Holden’s efforts concerning Phoebe seem ambiguous. He says he wants to see her before he leaves for the West. Because she is his most trusted living link to family, we have to wonder, even at this point, whether he really wants to say good-bye or whether he just longs for home. While delivering a note for Phoebe to the principal’s office of her school, he sees that someone has written “Fuck you” on the wall by the stairs. This enrages him. Holden’s own language is often salty, and Phoebe asked him to stop cursing when he visited her in the apartment, but he finds this word especially abhorrent and does not use it around his sister. It upsets him that innocent children must see such a thing. While waiting for Phoebe at the Museum of Art, he shows two boys an Egyptian tomb and sees the same obscenity on the wall even there. Holden concludes that there is no way to escape the ugliness of the world. Death is never far from his thoughts, and he guesses that someone probably will put the phrase on his tombstone, right under his name and the dates of his birth and death.

Holden’s conversation with Phoebe results in his ultimate decision to go home. At first, she is determined to leave with him, having brought her essentials in one of his old suitcases. He says she cannot go. She refuses to return to school and insists that she does not even care about her role as Benedict Arnold or missing the play. Holden’s decision to return home is suspiciously easy. Supposedly to get Phoebe to stop crying, he says he has changed his mind and is not leaving. He notices, though, that she is not crying at the time he makes this decision.

The touching final scene of Holden’s long flashback, his story, takes place at the carrousel in the park outside of the zoo. The great thing about a carrousel, for Holden, is that it has beauty and music and even motion, but it doesn’t go anywhere. Nothing really changes. However, not everyone wants things to stay the way they are. Symbolically, Phoebe and the other kids want to grab the gold ring hanging just beyond reach on each rotation. If they can grab the gold ring, they can win the prize, whatever that might be. In life, too, it is natural for young people to want to take a risk and try for something beyond what they have. Even Holden, taking an initial step toward maturity or change, concedes that, when kids long to “grab for the gold ring, you have to let them do it. . . . If they fall off, they fall off. . . .”

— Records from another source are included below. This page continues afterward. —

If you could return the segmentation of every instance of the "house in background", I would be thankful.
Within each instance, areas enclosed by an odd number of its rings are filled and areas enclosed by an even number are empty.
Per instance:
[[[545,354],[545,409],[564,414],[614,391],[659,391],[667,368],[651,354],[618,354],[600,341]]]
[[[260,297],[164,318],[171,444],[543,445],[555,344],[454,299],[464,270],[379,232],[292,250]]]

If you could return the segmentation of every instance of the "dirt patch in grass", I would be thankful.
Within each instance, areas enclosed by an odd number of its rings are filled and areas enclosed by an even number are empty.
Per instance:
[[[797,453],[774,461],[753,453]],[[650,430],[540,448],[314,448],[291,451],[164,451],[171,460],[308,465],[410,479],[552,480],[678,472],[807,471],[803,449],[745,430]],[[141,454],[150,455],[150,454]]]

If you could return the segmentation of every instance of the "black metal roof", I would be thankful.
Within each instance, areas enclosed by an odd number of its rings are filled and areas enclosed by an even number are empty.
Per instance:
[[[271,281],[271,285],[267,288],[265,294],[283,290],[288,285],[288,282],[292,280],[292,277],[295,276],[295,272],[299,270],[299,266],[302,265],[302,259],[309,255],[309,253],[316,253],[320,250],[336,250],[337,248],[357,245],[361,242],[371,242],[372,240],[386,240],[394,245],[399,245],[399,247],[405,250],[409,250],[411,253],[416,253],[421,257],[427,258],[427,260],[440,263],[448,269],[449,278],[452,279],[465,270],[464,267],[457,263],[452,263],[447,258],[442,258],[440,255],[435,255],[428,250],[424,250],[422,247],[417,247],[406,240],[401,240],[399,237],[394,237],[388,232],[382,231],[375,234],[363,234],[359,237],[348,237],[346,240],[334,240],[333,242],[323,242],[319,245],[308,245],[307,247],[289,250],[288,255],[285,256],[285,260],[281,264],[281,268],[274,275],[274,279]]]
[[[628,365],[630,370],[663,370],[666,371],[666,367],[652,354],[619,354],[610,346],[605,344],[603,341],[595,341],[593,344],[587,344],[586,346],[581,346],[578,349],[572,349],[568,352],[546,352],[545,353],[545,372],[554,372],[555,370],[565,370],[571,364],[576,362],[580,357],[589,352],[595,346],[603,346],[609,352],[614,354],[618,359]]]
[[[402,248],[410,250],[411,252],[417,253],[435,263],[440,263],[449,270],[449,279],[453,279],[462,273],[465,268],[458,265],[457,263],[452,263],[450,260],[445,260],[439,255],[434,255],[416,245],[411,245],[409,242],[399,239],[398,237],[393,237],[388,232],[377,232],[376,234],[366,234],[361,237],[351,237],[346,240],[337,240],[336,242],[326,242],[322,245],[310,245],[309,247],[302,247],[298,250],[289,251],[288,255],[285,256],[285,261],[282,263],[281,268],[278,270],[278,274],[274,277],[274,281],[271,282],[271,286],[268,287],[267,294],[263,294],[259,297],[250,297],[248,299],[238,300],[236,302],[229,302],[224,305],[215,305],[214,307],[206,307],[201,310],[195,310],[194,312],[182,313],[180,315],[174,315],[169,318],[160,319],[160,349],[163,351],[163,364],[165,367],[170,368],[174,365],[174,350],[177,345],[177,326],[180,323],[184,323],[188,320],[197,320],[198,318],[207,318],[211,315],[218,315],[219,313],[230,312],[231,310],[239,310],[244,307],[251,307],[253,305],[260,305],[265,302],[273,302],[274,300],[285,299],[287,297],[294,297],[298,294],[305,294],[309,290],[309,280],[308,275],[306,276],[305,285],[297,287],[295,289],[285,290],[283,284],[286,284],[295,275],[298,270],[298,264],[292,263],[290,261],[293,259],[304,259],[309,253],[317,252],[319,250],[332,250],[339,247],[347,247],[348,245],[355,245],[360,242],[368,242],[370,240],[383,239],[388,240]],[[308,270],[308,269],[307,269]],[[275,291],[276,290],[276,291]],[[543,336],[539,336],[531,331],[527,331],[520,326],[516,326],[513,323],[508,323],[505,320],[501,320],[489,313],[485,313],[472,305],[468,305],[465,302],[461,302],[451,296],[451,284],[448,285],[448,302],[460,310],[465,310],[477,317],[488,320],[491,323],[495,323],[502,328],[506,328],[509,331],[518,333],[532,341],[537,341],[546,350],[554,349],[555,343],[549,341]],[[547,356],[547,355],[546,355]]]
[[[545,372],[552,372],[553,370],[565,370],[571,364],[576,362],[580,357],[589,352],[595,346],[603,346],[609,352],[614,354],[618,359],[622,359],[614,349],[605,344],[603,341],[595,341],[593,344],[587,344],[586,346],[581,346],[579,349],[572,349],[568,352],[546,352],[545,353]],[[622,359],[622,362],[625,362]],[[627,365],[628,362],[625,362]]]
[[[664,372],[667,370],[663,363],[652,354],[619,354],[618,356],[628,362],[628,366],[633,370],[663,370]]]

We get the feeling that Holden could stand there and watch Phoebe ride her “big, brown, beat-up-looking old horse” forever, even in the rain. The song the carrousel plays is “Smoke Gets in Your Eyes,” recalling the natural reaction of tears when smoke gets in people’s eyes. Holden is so happy that he is “damned near bawling.” Phoebe goes round and round, the music plays, and she looks “so damn nice” in her blue coat on that old wooden horse; for a moment, Holden’s world is perfect.

That’s all that Holden wants to tell us. He says that he did go home after being at the zoo with Phoebe. He got sick and ended up in California, but, for once, he doesn’t want to go into the details. He doesn’t know what the future holds, but he misses all the people in his past, even the jerks and bullies. “Don’t ever tell anybody anything,” he concludes. “If you do, you start missing everybody.” Holden wishes that the story would never end. It would be perfect if it just kept going round and round, like that old carrousel.

Glossary

strong box
a heavily made box or safe for storing valuables.
scraggy-looking
lean; bony; skinny.
Salvation Army
an international organization on semi-military lines, founded in England by William Booth in 1865 for religious and philanthropic purposes among the very poor.
Bloomingdale’s
a popular, Manhattan-based department store.
storm shoes
all-weather boots.
Holland Tunnel
a passageway connecting lower Manhattan with Jersey City, New Jersey, beneath the Hudson River.
double-decker bus
a bus with an upper deck or floor.
carrousel
a merry-go-round with various wooden or metal animals, especially ponies, serving as seats that go up and down.
affected
behaving in an artificial way to impress people.